# Apprentice 1st yr benefits?



## brian john (Mar 11, 2007)

JohnBerg1422 said:


> Hey guys,
> So I'm brand new, next to no experience in the field and my first day is this Monday. I'm from local 241, and feel absolutely blessed to have landed this job, and know that I'm willing to do what ever it takes to do very well. I do have a question about the healthcare, which is do we get our health insurance on our first day or is it 3 months In or something?


Our local 3 months


----------



## HARRY304E (Sep 15, 2010)

JohnBerg1422 said:


> Hey guys,
> So I'm brand new, next to no experience in the field and my first day is this Monday. I'm from local 241, and feel absolutely blessed to have landed this job, and know that I'm willing to do what ever it takes to do very well. I do have a question about the healthcare, which is do we get our health insurance on our first day or is it 3 months In or something?


That is something your local should tell you, my guess is yes on the first day.

Congratulations on the new gig,show up early and leave late, and never miss a day , work hard , listen and learn everything you can, never allow yourself to be seen standing still there is always something to be done.

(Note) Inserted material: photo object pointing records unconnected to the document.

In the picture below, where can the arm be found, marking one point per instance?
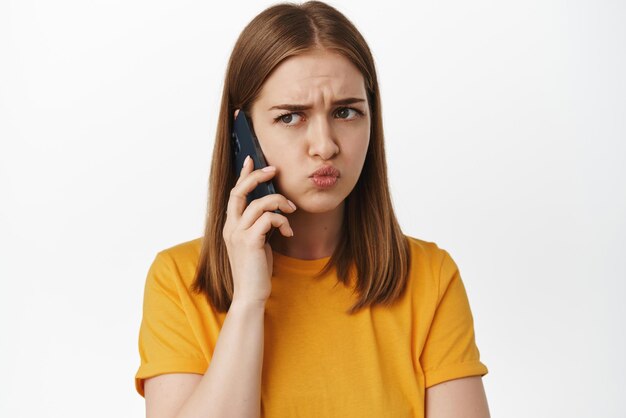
(231, 386)
(457, 398)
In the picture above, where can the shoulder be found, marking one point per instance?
(184, 251)
(425, 252)
(179, 261)
(432, 267)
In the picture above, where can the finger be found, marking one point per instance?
(268, 203)
(268, 220)
(247, 168)
(238, 195)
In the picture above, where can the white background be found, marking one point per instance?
(505, 130)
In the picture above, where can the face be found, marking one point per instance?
(303, 121)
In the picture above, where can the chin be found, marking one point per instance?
(318, 204)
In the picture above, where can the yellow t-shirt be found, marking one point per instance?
(318, 360)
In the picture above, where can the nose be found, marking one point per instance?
(322, 139)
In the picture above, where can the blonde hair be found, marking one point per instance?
(372, 246)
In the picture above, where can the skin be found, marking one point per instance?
(320, 135)
(300, 143)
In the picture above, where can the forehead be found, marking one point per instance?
(301, 77)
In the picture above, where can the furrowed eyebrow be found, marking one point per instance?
(298, 107)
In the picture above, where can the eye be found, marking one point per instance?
(342, 111)
(285, 118)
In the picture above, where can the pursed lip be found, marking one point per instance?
(326, 171)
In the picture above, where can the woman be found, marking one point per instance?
(339, 314)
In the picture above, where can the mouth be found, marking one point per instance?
(324, 182)
(326, 171)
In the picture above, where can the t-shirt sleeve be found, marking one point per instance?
(166, 341)
(450, 350)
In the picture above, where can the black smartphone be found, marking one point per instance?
(244, 143)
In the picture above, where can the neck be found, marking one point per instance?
(316, 235)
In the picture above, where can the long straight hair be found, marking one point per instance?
(372, 249)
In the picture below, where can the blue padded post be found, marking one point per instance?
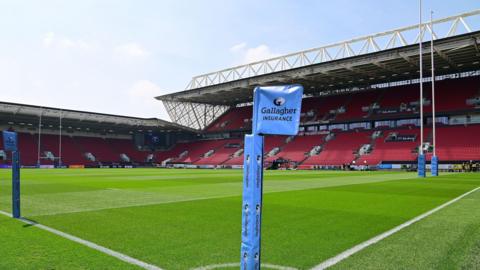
(421, 165)
(15, 184)
(252, 202)
(434, 166)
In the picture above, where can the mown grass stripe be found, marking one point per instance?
(89, 244)
(349, 252)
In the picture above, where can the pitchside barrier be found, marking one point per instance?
(10, 143)
(276, 111)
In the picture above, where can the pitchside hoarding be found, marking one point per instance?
(276, 109)
(10, 141)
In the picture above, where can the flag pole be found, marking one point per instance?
(434, 162)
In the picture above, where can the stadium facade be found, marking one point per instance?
(361, 108)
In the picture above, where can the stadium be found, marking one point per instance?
(106, 191)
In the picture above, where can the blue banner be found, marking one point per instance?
(421, 165)
(434, 166)
(276, 109)
(10, 141)
(252, 201)
(16, 184)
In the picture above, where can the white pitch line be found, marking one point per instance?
(349, 252)
(89, 244)
(232, 265)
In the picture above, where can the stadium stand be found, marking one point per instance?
(341, 149)
(458, 143)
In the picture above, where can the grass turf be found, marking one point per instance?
(179, 219)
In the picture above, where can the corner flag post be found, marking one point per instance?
(434, 162)
(15, 184)
(10, 143)
(421, 156)
(276, 111)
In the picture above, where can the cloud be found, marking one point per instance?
(142, 95)
(51, 40)
(145, 88)
(131, 50)
(245, 55)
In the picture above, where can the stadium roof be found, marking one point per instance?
(28, 116)
(358, 63)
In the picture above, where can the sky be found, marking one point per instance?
(115, 56)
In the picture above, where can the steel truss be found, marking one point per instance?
(354, 47)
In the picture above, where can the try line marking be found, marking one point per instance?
(89, 244)
(349, 252)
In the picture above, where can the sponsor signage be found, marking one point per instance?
(10, 141)
(276, 109)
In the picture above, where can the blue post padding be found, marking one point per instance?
(10, 141)
(252, 202)
(421, 165)
(16, 184)
(434, 166)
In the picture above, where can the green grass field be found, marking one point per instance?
(184, 219)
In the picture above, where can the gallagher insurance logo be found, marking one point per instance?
(279, 101)
(279, 112)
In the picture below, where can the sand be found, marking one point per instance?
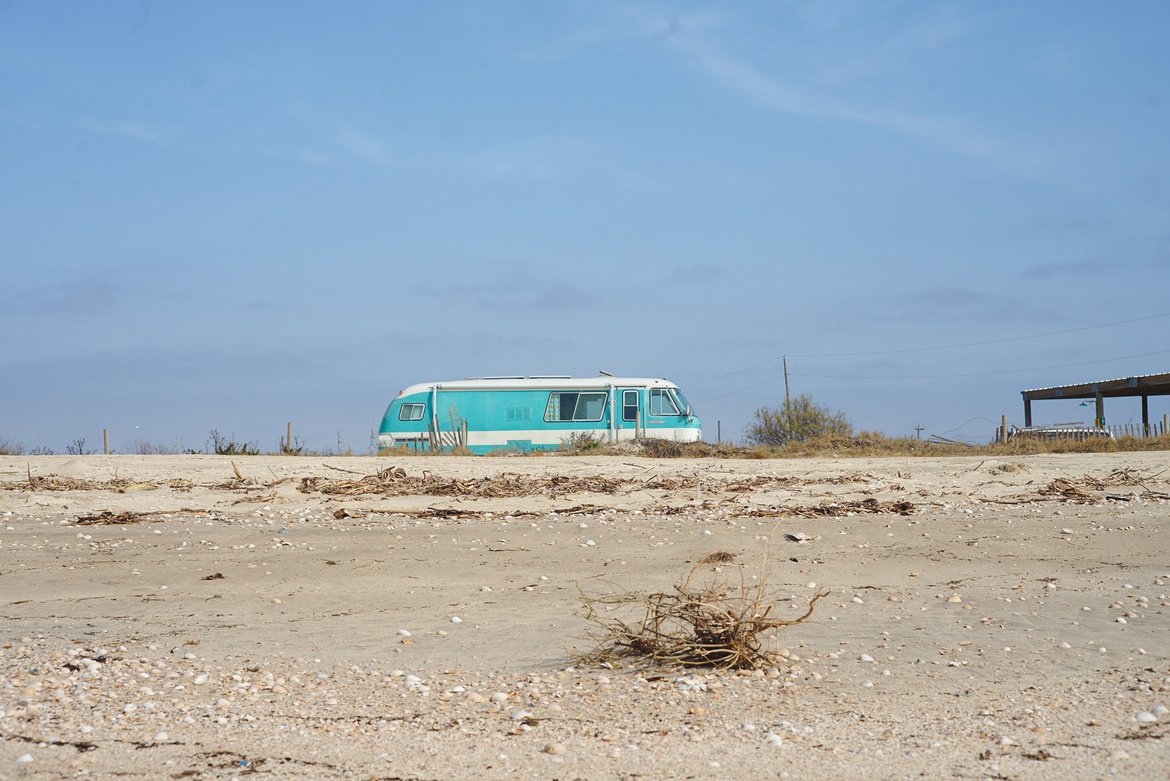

Welcome to the Forum....:thumbup:


----------



## brian john (Mar 11, 2007)

HARRY304E said:


> That is something your local should tell you, my *guess is yes on the first day*.
> 
> Congratulations on the new gig,show up early and leave late, and never miss a day , work hard , listen and learn everything you can, never allow yourself to be seen standing still there is always something to be done.
> 
> Welcome to the Forum....:thumbup:


I doubt it


----------



## rewire (Jul 2, 2013)

you will have to get enough hours to pay your first months premium then your insurance kicks in most likely it will be three months. Your first month you earn your premium an it gets reported in your second month then by the third month you are covered.


----------



## JohnBerg1422 (Jul 19, 2013)

HARRY304E said:


> That is something your local should tell you, my guess is yes on the first day.
> 
> Congratulations on the new gig,show up early and leave late, and never miss a day , work hard , listen and learn everything you can, never allow yourself to be seen standing still there is always something to be done.
> 
> Welcome to the Forum....:thumbup:


Thanks man, I'm definitely very grateful to have landed this. And I've a great work ethic so 15-20 mins early is a gimme, working hard makes ya look good and the day go by quicker, and I've next to no experience so I can't afford to not pay attention as much as i possibly can. Thank you for the warm welcome!


----------



## JohnBerg1422 (Jul 19, 2013)

Ok so bout 3 months? Was hoping right Way bc I do this counseling thing once a week that will cost a fortune w.o health insurance. But I'm sure I can figure somthing out. Thx guys


----------



## 99cents (Aug 20, 2012)

HARRY304E said:


> That is something your local should tell you, my guess is yes on the first day.
> 
> Congratulations on the new gig,show up early and leave late, and never miss a day , work hard , listen and learn everything you can, *never allow yourself to be seen standing still* there is always something to be done.
> 
> Welcome to the Forum....:thumbup:


Not so. I would prefer to work with a guy, new or experienced, who thinks before he acts. Just because a guy isn't moving doesn't mean he's not working. If you're telling a new guy to be never standing still, he is an accident waiting to happen.


----------



## HARRY304E (Sep 15, 2010)

99cents said:


> Not so. I would prefer to work with a guy, new or experienced, who thinks before he acts. Just because a guy isn't moving doesn't mean he's not working. If you're telling a new guy to be never standing still, he is an accident waiting to happen.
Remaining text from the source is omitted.